CEN-209 is selectively activated in areas of low oxygen often found within solid tumors.
Auckland Cancer Society Research Centre (ACSRC) professor William Wilson and associate professor Michael Hay, along with other researchers identified and characterized CEN-209 under the name SN30000.
According to Wilson, CEN-209 was created by improving upon tirapazamine (TPZ), another substance which attacked hypoxic cells but did not improve patient outcomes, in part because TPZ does not penetrate deeply enough into solid tumors to be effective.
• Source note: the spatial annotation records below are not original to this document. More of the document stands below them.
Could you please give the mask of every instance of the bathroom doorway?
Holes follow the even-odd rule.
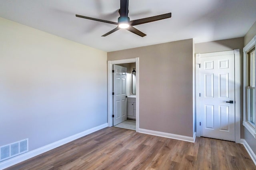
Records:
[[[127,59],[120,60],[108,61],[108,125],[112,127],[120,127],[138,131],[139,128],[139,58]],[[121,111],[118,103],[124,101],[124,99],[119,100],[114,97],[115,87],[114,74],[112,73],[114,65],[122,66],[127,69],[126,82],[126,93],[127,97],[125,99],[126,106],[124,107],[125,111]],[[124,81],[124,80],[123,80]],[[120,81],[116,80],[116,81]],[[119,84],[120,84],[119,83]],[[122,87],[121,85],[120,88]],[[116,88],[117,87],[116,87]],[[113,93],[114,92],[114,93]],[[122,94],[124,92],[122,91]],[[118,105],[115,103],[115,101]],[[124,105],[122,105],[123,106]],[[124,108],[123,108],[124,109]],[[119,110],[118,110],[119,109]],[[116,111],[122,113],[122,115],[127,115],[127,120],[122,121],[117,125],[114,125],[115,116],[118,117],[121,115],[116,115]],[[125,112],[125,113],[124,112]]]
[[[136,67],[135,62],[113,65],[113,126],[134,130],[136,130]]]

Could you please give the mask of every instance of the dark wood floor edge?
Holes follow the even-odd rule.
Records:
[[[152,130],[141,128],[139,128],[138,132],[139,133],[144,133],[145,134],[150,134],[151,135],[158,136],[163,137],[164,138],[170,138],[172,139],[176,139],[179,140],[183,140],[186,142],[189,142],[194,143],[196,137],[196,132],[193,133],[193,137],[188,136],[187,136],[181,135],[172,133],[162,132],[158,131]]]
[[[240,143],[244,145],[244,148],[248,152],[248,154],[249,154],[252,161],[256,166],[256,154],[254,152],[248,143],[247,143],[245,139],[241,139]]]

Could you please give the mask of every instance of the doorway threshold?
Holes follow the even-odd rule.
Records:
[[[127,119],[119,124],[116,125],[116,126],[114,126],[114,127],[136,130],[136,121],[135,120]]]

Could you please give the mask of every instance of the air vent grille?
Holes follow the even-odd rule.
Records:
[[[28,139],[0,147],[0,162],[28,152]]]

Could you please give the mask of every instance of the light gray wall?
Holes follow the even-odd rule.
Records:
[[[192,137],[193,40],[108,53],[140,63],[140,128]]]
[[[244,36],[244,46],[246,45],[255,36],[256,36],[256,21]]]
[[[106,123],[107,53],[0,18],[0,146]]]
[[[255,36],[256,36],[256,22],[254,23],[244,36],[244,46],[246,45]],[[246,141],[254,154],[256,154],[256,139],[246,128],[244,128],[243,129],[244,139]]]

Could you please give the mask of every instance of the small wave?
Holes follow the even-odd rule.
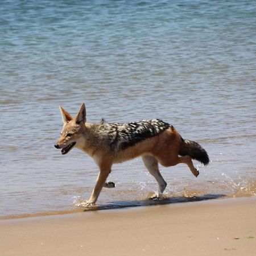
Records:
[[[145,200],[117,201],[106,204],[95,204],[88,205],[86,202],[80,197],[75,198],[74,205],[76,207],[82,208],[85,212],[100,210],[109,210],[114,209],[121,209],[128,207],[137,207],[141,206],[151,206],[171,204],[178,203],[194,202],[199,201],[216,199],[225,197],[225,195],[208,194],[202,196],[174,196],[168,197],[163,196],[155,199],[147,199]]]

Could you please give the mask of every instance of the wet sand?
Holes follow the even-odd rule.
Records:
[[[256,197],[0,221],[0,255],[254,255]]]

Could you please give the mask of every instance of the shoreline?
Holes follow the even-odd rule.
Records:
[[[246,255],[256,196],[0,221],[5,256]]]
[[[138,200],[138,201],[130,201],[125,202],[126,204],[122,204],[123,202],[121,201],[121,204],[114,204],[112,203],[106,203],[104,204],[100,204],[96,205],[95,207],[90,207],[89,208],[85,207],[73,207],[72,209],[61,210],[55,210],[52,212],[39,212],[31,213],[22,213],[14,215],[7,215],[7,216],[0,216],[0,222],[4,221],[5,220],[20,220],[26,218],[34,218],[34,217],[44,217],[47,216],[63,216],[66,214],[72,214],[79,213],[83,213],[85,212],[101,212],[108,210],[130,210],[135,208],[144,208],[147,207],[156,207],[158,205],[172,205],[174,204],[182,204],[185,203],[193,203],[195,202],[205,202],[211,201],[213,200],[216,201],[217,199],[218,200],[246,200],[247,198],[255,197],[256,195],[252,195],[250,196],[243,197],[231,197],[222,194],[209,194],[204,195],[203,196],[196,196],[191,197],[174,197],[168,199],[164,199],[163,200],[155,201],[155,200]]]

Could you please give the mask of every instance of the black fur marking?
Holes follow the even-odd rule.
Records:
[[[108,123],[101,122],[100,131],[110,150],[115,153],[123,150],[146,139],[156,136],[173,126],[162,120],[142,120],[129,123]]]
[[[209,162],[207,152],[199,143],[182,138],[179,154],[181,156],[188,155],[193,159],[200,162],[205,166],[208,164]]]

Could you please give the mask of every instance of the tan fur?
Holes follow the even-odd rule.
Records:
[[[86,111],[84,104],[82,105],[75,118],[73,118],[61,107],[60,109],[64,125],[61,137],[56,143],[59,147],[57,148],[63,148],[72,142],[76,142],[75,147],[92,156],[100,168],[95,187],[87,201],[88,204],[96,202],[103,187],[108,187],[106,180],[111,172],[113,163],[142,156],[146,167],[159,184],[159,190],[156,194],[156,196],[163,192],[167,184],[160,174],[158,163],[164,167],[185,163],[196,177],[199,174],[193,166],[190,156],[179,156],[181,138],[173,127],[115,154],[109,150],[108,145],[97,145],[94,141],[93,124],[85,122]],[[69,133],[73,133],[70,138],[67,136]]]

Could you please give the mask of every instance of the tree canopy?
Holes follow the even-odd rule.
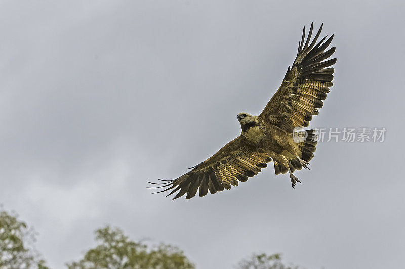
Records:
[[[0,208],[0,268],[46,269],[34,247],[36,233],[18,217]]]
[[[88,250],[69,269],[194,269],[183,252],[170,245],[148,246],[129,239],[119,228],[107,226],[95,232],[99,244]]]
[[[238,269],[299,269],[297,266],[285,265],[280,253],[267,255],[266,253],[253,254],[239,262]]]

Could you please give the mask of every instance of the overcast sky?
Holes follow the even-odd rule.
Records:
[[[400,268],[405,253],[402,1],[2,1],[0,203],[53,268],[110,223],[200,268],[253,252],[308,268]],[[190,200],[151,194],[240,133],[295,57],[302,27],[335,34],[334,86],[310,127],[385,127],[324,142],[310,170],[272,164]]]

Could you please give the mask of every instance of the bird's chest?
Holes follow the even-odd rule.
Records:
[[[242,133],[246,139],[255,144],[260,144],[266,137],[265,128],[261,124],[255,124],[242,129]]]

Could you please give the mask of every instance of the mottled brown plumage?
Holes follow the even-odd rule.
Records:
[[[174,199],[186,194],[186,199],[192,198],[198,190],[199,196],[204,196],[209,191],[215,193],[237,186],[238,181],[246,181],[266,167],[271,159],[276,174],[289,172],[293,188],[300,182],[293,172],[308,168],[316,141],[312,130],[298,133],[304,136],[299,141],[294,139],[293,131],[308,126],[312,115],[318,114],[318,109],[323,104],[321,100],[333,85],[334,69],[328,67],[336,61],[336,58],[327,60],[335,52],[334,47],[325,51],[333,35],[316,43],[322,26],[310,43],[312,23],[305,44],[304,27],[297,57],[262,113],[238,115],[240,136],[186,174],[175,180],[160,180],[160,183],[150,182],[159,186],[149,188],[164,188],[158,192],[170,191],[168,196],[178,192]]]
Hay said the computer models of drug transport developed in-house at ACSRC allowed the synthetic chemists to test their design theories through computer simulations, which considerably shortened the discovery process.
Centella Therapeutics president Thorsten Melcher said radiotherapy works by damaging tumor cells’ DNA, but only in well-oxygenated areas, whereas CEN-209 is designed to ‘switch on’ and damage the DNA only of hypoxic cells, leaving other cells alone.
"Thus, the two treatment approaches have the potential to complement each other, and CEN-209 is specifically designed to be preferentially used in combination with radiotherapy," Melcher said.
Centella plans to develop CEN-109, an investigational positron emission tomography (PET) imaging agent that is designed to identify tumors with hypoxic areas.